To model this he took the unit circle , showing how the sine line segment went up to a maximum then returned while the radius went up with it and came down with it to be evaluated at 1.

Thus the arc length was integral to this evaluation and if i was a magnitude at infinity achieved by a quarter turn then i2 somehow had to be 2 quarter turns.

Thinking of i as \sin (\frac{\pi}{2}\theta) where theta is the arc length scalar with 1 being the tally count for quarter arc segments, then   i2 will be \sin(\pi) and the evaluation will be \cos(\pi)

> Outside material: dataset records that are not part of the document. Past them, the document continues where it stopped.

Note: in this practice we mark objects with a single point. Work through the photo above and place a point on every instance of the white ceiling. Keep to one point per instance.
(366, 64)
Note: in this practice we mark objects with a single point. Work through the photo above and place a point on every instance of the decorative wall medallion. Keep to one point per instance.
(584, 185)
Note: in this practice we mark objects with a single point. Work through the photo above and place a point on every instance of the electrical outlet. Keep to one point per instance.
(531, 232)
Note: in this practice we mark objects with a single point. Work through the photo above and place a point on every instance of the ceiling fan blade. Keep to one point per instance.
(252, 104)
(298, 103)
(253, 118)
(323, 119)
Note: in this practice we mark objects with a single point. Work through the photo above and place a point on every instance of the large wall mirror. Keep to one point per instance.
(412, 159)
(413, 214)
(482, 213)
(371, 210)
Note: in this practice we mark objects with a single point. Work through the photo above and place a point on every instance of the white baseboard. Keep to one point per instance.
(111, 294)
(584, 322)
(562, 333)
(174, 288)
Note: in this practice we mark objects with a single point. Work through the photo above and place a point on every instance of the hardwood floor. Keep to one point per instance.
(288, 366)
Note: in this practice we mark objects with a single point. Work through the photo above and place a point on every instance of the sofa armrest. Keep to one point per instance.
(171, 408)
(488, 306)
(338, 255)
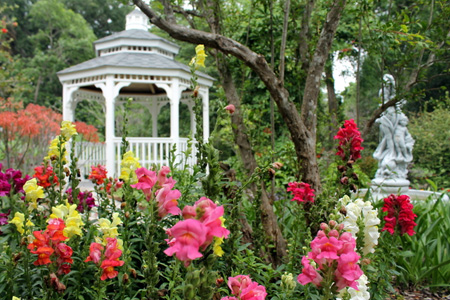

This was and is confusing and Cauchy and Argand struggled with the notion of Durection cosines  as a way of grappling with this curious magnitude. It was Wessels clear identification of direction with these products that encouraged Gauss to reveal his thinking on the matter. Thus was born the complex plane, which was removed from our reality by design, but impinged on it in terms of rotation.

In light of this , Hermann Grassmanns exposition of the relationship between the complex formulas of Euler and the circular arc segments was a breath of fresh and illuminating air, but few actually understood what he was saying even till now.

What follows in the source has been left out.